24 Kasım 2009 Salı

KADIN VE MİTLER

Mitos deyimi Yunanca da masal anlamına gelen sözcükten türetilmiş; somut, sınanabilir bir olgunun, doğrularla yanlışların zaman içinde birbirine karıştığı bir öyküde dile getirilmesidir. Mitler dünyayı algılama biçimimizi düzenler. Taraf tutmamızı sağlar. Tutumlarımızı harekete geçirir.
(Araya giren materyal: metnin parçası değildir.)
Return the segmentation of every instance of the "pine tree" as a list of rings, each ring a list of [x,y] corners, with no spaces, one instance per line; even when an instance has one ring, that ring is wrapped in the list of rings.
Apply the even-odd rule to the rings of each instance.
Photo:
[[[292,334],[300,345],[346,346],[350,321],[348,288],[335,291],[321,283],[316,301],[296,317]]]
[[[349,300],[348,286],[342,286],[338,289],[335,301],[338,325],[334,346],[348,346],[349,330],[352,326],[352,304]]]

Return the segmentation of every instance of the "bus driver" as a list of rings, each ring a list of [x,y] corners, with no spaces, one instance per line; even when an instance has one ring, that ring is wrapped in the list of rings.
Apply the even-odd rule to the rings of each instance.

Meşrulaştırma ya da kınamamızda etkili oldukları için son derece önemlidir.Çoğu kültürde aile içinde kadına şiddet uygulandığını fark etme ve şiddet uygulanan kadına yardım etmeyi engelleyen mitler vardır. Bu inanışlardan bazıları şunlardır:
- Aile içi şiddet, düşük sosyo-ekonomik düzeydeki ailelerde görülür. Oysa aile içinde kadına yönelik şiddet, toplumun her düzeyinde vardır. Bu tür bir inanç, sosyo-ekonomik durumu daha iyi olarak kabul edilen ve şiddete uğrayan kadınların gözden kaçmasına neden olduğu için önemlidir. - Şiddetle karşılaşan kadın, isterse kocasından boşanarak şiddete son verebilir. Çocuk sahibi olma, ekonomik- duygusal bağımlılık, tek başına toplumda var olamayacağı inancı, boşanmış kadına toplumun bakışı ya da boşandığı eşin zarar vereceği korkusu gibi bir çok faktör kadınların kolayca şiddet ortamından kurtulmasını engellemektedir. - Kadın, şiddete neden olan davranışları yapmayarak şiddeti önleyebilir. Oysa şiddetin olduğu ailelerde saldırganın provokasyona gereksinimi yoktur. Şiddet bu kişinin davranış şekli, problem çözme yoludur. Bu inanış şiddetin sorumluluğunu şiddete hedef olanın omuzlarına yüklemekte, kurbanda suçluluk duygularının gelişmesine neden olmaktadır. Bu mit şiddet uygulayanı temize çıkarması, davranışlarına özür oluşturması nedeniyle önemlidir. - Alkol, stres ve mental hastalıklar, şiddetin en büyük nedenleridir. Bu inanış şiddet uygulayan hatta şiddette uğrayan kişi tarafından bir çeşit özür ya da şiddetin önemini azaltmak için kullanılır. Şiddet önlenebilir bir davranış olup, kontrol edilemez bir tepki değildir. Çoğu kez sorunlar halledildiğinde de şiddetin devam ediyor olması , bunun alkol , stres ve hastalık gibi nedenlere bağlı bir davranış türü olmadığını düşündürmektedir. - Gebelik kadını şiddetten korur. Yapılan araştırmalar sanılanın aksine dövmenin genellikle gebelikte başladığını, evlilik yaşı küçüldükçe gebelikte şiddet görme sıklığının arttığını göstermektedir- Flört ederek evlenen eşlerde, kadına yönelik şiddete nadiren rastlanır. Sanılanın aksine flört edeek evlenenlerde de şiddet sıklıkla görülmektedir. Özellikle ailenin istemediği bir evliliği kendi isteğiyle gerçekleştiren kadın, ailenin sosyal desteğinden çoğu kez yoksun bırakılmaktadır.- Kadına yönelik şiddet toplumun çok küçük bir bölümünü ilgilendirmektedir. Yapılan araştırmalar bu mitlerin doğru olmadığını ortaya koymaktadır. Ayrıca aile içinde şiddettin gerçekte olduğundan daha az rapor edildiği göz önünde bulundurulduğunda, araştırmalarla ortaya koyulan oranların gerçeğin yalnızca bir bölümünü yansıttığı söylenebilir.